I am ambivalent about this book.
It had lots of information and was fairly interesting. I thought her suggestion, based on the work of other authors that Henry VIII might have had Kells syndrome was interesting and there is a decent bibliography of popular history books for more information. I did appreciate her pointing out that the ‘witch craze’ was later than this period, during periods of social upheaval, and most of the criticism of Anne Boleyn was from later Catholic writers who really didn’t like her or her daughter. I do hope historical fiction writers take note: no one called Anne Boleyn a witch at her trial, and the way Henry referred to her as ‘bewitching’ him had more to do with his own ego than superstition.
But.
The book doesn’t do what it sets out to do; it only really covered in any detail the reign of Henry VIII, not the whole Tudor period, and there were a few things that struck me as not quite right. I am passing the book to my sister, who is a bit of an expert in all things Henry VIII, for further assessment.

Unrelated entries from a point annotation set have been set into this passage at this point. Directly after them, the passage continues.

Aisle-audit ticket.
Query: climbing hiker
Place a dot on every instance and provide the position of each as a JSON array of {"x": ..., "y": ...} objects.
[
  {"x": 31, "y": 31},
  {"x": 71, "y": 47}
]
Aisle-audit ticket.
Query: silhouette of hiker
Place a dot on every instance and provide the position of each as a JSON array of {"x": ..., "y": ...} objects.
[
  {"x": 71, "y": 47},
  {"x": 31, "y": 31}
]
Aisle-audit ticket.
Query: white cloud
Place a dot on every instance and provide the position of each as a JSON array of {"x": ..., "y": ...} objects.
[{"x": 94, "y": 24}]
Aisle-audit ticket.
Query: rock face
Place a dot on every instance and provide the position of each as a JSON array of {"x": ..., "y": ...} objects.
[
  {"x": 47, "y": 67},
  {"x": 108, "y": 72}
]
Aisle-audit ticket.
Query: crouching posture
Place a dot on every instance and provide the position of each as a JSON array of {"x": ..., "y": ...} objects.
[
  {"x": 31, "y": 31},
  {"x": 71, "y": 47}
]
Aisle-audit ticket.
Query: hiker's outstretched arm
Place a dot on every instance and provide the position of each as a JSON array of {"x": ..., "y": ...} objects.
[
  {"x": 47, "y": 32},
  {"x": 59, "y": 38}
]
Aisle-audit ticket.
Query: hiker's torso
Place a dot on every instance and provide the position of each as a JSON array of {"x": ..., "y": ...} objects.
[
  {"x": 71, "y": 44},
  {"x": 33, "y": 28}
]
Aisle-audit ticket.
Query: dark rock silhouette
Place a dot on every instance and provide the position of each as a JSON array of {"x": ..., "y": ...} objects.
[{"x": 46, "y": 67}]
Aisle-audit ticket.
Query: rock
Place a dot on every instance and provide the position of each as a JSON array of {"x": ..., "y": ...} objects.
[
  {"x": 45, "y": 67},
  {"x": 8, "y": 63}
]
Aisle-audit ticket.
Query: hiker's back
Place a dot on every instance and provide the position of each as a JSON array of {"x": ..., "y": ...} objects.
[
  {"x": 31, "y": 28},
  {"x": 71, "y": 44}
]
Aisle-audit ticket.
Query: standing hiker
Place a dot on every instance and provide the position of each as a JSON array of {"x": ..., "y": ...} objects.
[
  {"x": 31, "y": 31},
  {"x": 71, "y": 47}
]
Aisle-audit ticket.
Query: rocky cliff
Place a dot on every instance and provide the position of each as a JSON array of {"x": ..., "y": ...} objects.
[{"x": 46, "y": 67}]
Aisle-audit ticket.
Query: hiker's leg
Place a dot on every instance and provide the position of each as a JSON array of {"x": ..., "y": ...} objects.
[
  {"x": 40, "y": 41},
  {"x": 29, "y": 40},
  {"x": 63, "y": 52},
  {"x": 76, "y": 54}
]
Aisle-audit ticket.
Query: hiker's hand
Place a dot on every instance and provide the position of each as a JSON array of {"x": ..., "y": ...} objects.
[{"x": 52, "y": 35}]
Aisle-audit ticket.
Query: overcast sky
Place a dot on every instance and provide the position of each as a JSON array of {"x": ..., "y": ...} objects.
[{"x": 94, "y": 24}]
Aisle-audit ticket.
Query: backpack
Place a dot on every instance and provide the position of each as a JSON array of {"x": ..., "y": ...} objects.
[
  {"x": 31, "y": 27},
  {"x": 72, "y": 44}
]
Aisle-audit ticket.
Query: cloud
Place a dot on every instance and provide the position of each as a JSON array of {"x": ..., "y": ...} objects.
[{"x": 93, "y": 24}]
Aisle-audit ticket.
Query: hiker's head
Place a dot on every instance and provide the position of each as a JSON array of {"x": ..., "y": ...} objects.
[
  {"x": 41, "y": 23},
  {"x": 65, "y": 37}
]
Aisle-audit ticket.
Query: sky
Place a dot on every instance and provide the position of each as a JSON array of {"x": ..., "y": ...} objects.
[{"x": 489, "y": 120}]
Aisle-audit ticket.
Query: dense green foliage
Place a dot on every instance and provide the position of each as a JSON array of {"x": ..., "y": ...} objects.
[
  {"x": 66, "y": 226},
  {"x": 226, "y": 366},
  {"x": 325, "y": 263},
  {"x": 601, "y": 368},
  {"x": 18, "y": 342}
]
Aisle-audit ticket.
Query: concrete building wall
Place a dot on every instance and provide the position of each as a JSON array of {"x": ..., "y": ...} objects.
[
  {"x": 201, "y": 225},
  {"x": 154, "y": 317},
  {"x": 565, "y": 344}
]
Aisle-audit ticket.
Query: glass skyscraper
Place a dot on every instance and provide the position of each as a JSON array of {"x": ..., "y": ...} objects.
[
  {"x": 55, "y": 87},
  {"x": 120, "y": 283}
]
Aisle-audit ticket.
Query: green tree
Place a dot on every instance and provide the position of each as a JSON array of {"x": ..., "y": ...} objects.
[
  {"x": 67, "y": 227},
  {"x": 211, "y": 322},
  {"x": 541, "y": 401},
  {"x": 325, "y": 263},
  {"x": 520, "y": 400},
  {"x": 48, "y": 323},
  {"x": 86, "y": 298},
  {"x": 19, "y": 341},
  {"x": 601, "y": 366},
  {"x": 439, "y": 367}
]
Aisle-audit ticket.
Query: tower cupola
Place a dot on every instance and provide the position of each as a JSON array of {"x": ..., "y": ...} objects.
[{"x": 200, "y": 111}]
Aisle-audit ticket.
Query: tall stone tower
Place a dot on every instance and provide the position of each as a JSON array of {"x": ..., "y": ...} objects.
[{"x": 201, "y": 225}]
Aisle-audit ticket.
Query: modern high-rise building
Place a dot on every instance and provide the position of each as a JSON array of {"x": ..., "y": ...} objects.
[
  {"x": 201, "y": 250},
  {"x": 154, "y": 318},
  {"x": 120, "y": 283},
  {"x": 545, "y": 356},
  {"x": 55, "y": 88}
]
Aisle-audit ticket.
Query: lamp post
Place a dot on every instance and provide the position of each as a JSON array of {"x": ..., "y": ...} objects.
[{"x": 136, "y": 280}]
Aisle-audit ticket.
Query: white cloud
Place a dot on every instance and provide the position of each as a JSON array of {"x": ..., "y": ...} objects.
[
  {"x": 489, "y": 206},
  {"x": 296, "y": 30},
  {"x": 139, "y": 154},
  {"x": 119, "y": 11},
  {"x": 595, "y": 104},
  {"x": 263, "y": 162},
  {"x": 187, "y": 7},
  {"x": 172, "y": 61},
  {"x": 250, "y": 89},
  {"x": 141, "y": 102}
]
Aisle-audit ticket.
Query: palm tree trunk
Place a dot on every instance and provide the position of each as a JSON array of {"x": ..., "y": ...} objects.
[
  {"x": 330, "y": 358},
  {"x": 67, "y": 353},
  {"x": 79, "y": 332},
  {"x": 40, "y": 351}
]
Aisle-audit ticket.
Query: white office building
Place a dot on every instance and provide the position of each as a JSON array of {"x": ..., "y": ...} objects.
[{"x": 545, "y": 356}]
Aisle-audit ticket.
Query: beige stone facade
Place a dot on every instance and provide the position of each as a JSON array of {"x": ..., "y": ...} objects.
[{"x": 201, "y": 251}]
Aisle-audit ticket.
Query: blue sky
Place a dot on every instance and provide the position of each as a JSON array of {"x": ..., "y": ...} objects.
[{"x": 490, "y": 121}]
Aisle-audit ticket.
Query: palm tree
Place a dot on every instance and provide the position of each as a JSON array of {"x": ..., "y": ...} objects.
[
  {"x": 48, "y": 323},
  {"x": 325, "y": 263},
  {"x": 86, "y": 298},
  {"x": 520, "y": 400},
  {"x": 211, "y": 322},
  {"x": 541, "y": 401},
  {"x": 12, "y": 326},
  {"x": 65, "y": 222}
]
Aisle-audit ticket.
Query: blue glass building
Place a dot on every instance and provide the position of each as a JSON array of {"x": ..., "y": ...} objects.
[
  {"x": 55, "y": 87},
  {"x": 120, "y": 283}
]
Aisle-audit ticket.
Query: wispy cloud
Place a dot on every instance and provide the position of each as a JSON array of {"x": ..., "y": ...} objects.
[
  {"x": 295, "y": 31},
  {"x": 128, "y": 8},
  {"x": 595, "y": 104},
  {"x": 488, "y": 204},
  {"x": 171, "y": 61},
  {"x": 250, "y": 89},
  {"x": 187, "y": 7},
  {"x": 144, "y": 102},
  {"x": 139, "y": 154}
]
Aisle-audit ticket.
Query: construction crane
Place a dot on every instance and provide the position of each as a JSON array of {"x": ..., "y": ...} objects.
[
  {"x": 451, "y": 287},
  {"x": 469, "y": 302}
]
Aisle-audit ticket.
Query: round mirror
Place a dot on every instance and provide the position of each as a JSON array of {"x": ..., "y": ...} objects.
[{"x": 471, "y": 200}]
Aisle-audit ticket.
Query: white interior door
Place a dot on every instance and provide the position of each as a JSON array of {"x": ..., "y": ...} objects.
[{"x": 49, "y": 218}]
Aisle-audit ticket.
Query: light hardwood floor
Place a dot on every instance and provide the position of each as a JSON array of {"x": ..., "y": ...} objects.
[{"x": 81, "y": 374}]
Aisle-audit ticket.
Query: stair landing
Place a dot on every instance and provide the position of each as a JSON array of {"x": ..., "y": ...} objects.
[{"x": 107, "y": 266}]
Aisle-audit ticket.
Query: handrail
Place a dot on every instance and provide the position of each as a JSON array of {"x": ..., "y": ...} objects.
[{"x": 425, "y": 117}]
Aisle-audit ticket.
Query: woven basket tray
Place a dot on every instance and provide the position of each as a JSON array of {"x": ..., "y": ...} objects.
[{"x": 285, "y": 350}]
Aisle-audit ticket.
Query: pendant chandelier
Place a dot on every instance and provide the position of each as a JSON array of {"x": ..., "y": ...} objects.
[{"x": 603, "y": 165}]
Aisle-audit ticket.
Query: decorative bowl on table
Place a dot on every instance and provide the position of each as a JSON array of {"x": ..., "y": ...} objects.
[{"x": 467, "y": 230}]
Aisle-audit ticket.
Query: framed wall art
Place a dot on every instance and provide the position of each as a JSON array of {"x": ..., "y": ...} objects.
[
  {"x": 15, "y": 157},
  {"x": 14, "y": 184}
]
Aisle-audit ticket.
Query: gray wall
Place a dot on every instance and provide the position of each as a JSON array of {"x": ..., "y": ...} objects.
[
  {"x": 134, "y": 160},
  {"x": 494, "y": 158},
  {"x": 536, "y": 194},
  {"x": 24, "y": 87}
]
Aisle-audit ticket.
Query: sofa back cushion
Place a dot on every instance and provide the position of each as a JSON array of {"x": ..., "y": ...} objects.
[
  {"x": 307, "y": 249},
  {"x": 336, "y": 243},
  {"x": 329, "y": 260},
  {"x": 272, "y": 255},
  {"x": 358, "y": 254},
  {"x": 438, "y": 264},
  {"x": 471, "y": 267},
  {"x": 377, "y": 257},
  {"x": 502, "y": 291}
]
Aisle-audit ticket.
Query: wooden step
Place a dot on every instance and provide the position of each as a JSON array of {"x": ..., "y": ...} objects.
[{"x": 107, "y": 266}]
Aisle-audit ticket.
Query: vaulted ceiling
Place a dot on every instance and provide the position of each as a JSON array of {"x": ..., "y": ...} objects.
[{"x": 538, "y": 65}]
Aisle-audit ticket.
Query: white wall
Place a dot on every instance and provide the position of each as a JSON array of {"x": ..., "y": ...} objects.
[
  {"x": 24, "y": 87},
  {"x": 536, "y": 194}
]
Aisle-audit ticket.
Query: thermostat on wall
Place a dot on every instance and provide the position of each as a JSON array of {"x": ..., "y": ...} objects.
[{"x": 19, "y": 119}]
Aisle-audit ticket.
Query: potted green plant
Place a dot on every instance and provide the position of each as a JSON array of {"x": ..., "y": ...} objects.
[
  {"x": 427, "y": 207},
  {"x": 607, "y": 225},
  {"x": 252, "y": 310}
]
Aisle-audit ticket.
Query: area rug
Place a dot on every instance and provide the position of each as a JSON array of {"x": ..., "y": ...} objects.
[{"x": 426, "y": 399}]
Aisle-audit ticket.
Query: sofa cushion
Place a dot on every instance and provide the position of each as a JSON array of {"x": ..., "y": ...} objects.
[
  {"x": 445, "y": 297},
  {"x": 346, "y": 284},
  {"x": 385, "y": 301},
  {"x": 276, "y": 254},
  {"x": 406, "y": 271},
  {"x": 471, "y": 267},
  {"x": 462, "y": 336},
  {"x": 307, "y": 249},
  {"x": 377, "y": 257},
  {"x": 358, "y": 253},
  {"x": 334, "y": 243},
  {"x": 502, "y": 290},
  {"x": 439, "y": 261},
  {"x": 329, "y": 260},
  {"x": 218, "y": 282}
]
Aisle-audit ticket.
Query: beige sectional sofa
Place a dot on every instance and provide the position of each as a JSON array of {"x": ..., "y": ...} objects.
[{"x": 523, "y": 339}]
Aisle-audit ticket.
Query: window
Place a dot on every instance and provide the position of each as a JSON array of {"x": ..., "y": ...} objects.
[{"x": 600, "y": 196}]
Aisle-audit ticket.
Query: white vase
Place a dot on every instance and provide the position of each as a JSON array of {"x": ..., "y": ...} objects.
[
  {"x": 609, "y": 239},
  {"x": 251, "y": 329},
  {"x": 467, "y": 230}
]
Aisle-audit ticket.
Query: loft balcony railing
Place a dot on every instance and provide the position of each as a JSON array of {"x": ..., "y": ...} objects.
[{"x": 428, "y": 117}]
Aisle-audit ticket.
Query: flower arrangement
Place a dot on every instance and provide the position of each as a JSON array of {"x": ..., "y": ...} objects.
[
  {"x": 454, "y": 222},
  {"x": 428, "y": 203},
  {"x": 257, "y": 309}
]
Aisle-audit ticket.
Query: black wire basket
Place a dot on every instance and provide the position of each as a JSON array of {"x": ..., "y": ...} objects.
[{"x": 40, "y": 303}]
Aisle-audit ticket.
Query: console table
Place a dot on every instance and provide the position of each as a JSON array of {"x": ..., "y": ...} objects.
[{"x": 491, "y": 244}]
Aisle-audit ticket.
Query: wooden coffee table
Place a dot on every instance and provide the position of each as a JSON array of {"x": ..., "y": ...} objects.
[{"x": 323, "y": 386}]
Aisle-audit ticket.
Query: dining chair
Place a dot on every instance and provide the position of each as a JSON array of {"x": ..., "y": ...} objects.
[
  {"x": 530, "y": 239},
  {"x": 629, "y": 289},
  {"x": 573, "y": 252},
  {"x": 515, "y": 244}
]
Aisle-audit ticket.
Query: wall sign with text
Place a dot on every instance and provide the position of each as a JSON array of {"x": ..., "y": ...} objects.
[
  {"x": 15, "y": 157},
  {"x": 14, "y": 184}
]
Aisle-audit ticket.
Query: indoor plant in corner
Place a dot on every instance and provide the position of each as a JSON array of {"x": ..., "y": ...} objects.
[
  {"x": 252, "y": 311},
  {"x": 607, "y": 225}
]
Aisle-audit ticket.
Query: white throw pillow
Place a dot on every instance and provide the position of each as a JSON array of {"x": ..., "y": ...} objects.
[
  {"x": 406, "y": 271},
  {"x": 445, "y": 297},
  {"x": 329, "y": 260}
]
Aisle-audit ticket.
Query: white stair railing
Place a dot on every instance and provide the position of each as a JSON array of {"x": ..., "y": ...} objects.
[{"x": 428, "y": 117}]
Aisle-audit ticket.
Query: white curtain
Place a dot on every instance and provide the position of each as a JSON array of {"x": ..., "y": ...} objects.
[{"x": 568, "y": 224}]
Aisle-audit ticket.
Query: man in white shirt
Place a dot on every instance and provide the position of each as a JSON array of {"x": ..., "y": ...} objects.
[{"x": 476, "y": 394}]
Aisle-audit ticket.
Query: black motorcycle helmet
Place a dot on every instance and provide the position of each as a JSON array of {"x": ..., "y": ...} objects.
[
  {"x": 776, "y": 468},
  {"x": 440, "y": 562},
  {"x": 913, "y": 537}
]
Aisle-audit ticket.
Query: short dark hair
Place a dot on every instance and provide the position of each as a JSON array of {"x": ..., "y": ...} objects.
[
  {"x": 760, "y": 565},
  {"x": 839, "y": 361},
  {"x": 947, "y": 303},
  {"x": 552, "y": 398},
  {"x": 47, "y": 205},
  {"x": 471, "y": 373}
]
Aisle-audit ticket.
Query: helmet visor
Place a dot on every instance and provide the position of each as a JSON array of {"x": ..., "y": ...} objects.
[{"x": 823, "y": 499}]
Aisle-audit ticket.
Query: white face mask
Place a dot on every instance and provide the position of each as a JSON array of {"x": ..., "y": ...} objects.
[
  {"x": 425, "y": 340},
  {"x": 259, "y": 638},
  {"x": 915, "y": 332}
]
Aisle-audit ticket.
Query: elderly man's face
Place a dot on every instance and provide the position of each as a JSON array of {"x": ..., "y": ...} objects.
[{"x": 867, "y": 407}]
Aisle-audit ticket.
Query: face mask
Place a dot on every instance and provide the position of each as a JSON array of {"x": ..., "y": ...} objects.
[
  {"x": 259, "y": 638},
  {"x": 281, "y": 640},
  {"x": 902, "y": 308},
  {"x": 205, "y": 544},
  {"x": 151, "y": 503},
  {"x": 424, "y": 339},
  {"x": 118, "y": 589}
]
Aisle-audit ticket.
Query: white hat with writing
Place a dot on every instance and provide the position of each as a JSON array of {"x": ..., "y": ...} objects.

I think some other reviewers have made mistakes in their criticisms, (McGrath didn’t say Henry didn’t have many children because he was impotent, for example, as one reviewer on Good Reads alleges, she said that he became impotent later in life due to his illnesses) but I agree with those that complain about the quality of the writing. It is awkward and repetitive. I’m sure McGrath spelt Katherine Howard’s name two or three different ways. There were odd moments when the writing felt like it came from another pen, a wittier one. I don’t know if that was her ‘novelist’-self escaping or if she was in a different state of mind when she wrote them, but it was jarring. The entire book could have been entertaining and comprehensive, but it wasn’t.
About Carol McGrath
Following a first degree in English and History, Carol McGrath completed an MA in Creative Writing from The Seamus Heaney Centre, Queens University Belfast, followed by an MPhil in English from University of London. The Handfasted Wife was shortlisted for the Romantic novel of the Year. The Woman in the Shadows, a best-selling historical novel about Elizabeth Cromwell, wife of Henry VIII’s statesman Thomas Cromwell, was republished by Headline in 2020. She is writes Historical non-fiction and fiction.